Laporan ini secara objektif mencerminkan kondisi terkini sistem pencatatan sipil dan statistik selama periode terakhir, menyoroti baik kemajuan maupun kekurangan dan tantangan yang ada.
Menurut Ibu Nguyen Thanh Mai, Wakil Kepala Departemen Statistik Kependudukan dan Ketenagakerjaan (Kantor Statistik Umum Vietnam), Vietnam telah membuat kemajuan signifikan dalam pendaftaran kelahiran; tingkat pendaftaran kelahiran tepat waktu (dalam 60 hari setelah kelahiran) terus meningkat setiap tahun dan mencapai 84,9% pada tahun 2024. Namun, pendaftaran kelahiran terlambat masih umum terjadi di beberapa kelompok etnis minoritas, mencapai hingga 56%.
Mirip dengan pendaftaran kelahiran, jumlah pendaftaran kematian tepat waktu (dalam 15 hari setelah kematian) mencapai 69,3% pada tahun 2024; namun, pendaftaran kematian yang terlambat masih umum terjadi di daerah-daerah minoritas etnis, mencapai hampir 80% di beberapa tempat.
Perlu dicatat, angka kesuburan total menurun dan tetap berada di bawah tingkat penggantian populasi.
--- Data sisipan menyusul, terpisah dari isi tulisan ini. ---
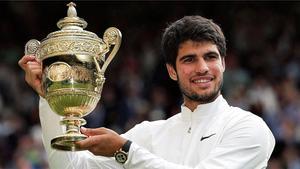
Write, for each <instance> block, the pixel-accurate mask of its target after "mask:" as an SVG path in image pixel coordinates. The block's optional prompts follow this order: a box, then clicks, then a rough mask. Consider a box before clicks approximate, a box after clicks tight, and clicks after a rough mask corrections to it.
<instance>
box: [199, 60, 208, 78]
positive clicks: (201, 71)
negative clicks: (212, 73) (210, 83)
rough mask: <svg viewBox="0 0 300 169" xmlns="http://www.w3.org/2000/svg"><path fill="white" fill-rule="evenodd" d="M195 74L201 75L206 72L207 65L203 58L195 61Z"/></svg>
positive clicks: (206, 70)
mask: <svg viewBox="0 0 300 169" xmlns="http://www.w3.org/2000/svg"><path fill="white" fill-rule="evenodd" d="M196 72H198V73H202V74H203V73H207V72H208V65H207V63H206V61H205V60H204V59H203V58H201V59H198V60H197V65H196Z"/></svg>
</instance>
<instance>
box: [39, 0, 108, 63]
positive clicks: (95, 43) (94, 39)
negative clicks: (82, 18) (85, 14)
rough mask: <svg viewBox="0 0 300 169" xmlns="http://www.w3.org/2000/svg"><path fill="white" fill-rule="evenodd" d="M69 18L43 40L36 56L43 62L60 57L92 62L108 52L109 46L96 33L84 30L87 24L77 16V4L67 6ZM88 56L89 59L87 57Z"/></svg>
mask: <svg viewBox="0 0 300 169" xmlns="http://www.w3.org/2000/svg"><path fill="white" fill-rule="evenodd" d="M67 6H68V11H67V17H64V18H62V19H60V20H59V21H58V22H57V27H58V28H59V29H60V30H58V31H55V32H52V33H50V34H48V36H47V37H46V38H45V39H43V40H42V42H41V44H40V47H39V50H38V51H37V53H36V55H37V57H38V58H39V59H41V60H43V59H46V58H49V57H54V56H59V55H76V56H78V57H80V58H82V59H83V60H86V61H89V60H92V57H89V56H95V57H99V56H102V55H103V54H105V53H107V52H108V50H109V49H108V46H107V45H106V43H104V42H103V40H102V39H100V38H99V37H98V36H97V35H96V34H95V33H93V32H89V31H86V30H84V29H85V28H86V27H87V22H86V21H85V20H84V19H82V18H80V17H78V16H77V12H76V9H75V6H76V4H75V3H73V2H70V3H69V4H67ZM87 56H88V57H87Z"/></svg>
Sementara itu, ketidakseimbangan gender saat kelahiran terus berlanjut selama bertahun-tahun, jauh melebihi tingkat keseimbangan, dengan rasio 104–106 anak laki-laki per 100 anak perempuan.
Situasi ini umum terjadi di wilayah utara, khususnya di Bac Ninh, Vinh Phuc, Hanoi , Hung Yen, dan Bac Giang…
Menurut Kantor Statistik Umum, untuk pertama kalinya, data registrasi sipil telah diperbarui dan diselesaikan secara nasional. Ke depannya, Kantor Statistik Umum akan meningkatkan akurasi data, memastikan bahwa semua faktor kunci tercermin dalam sistem data.
Laporan yang disusun oleh Kantor Statistik Umum berdasarkan basis data registrasi sipil elektronik nasional, dengan dukungan dari Dana Kependudukan Perserikatan Bangsa-Bangsa (UNFPA) dan Organisasi Kesehatan Masyarakat Global, menyerukan tindakan untuk memastikan bahwa tidak seorang pun tertinggal.
Menurut Matt Jackson, Perwakilan UNFPA di Vietnam, jika dikumpulkan secara akurat, data membantu kita memahami kebijakan mana yang efektif, siapa yang terabaikan, dan apa yang perlu dilakukan untuk membangun sistem data yang lebih inklusif bagi semua orang. UNFPA akan melanjutkan upayanya untuk memastikan bahwa setiap orang terhitung dan setiap nyawa berharga.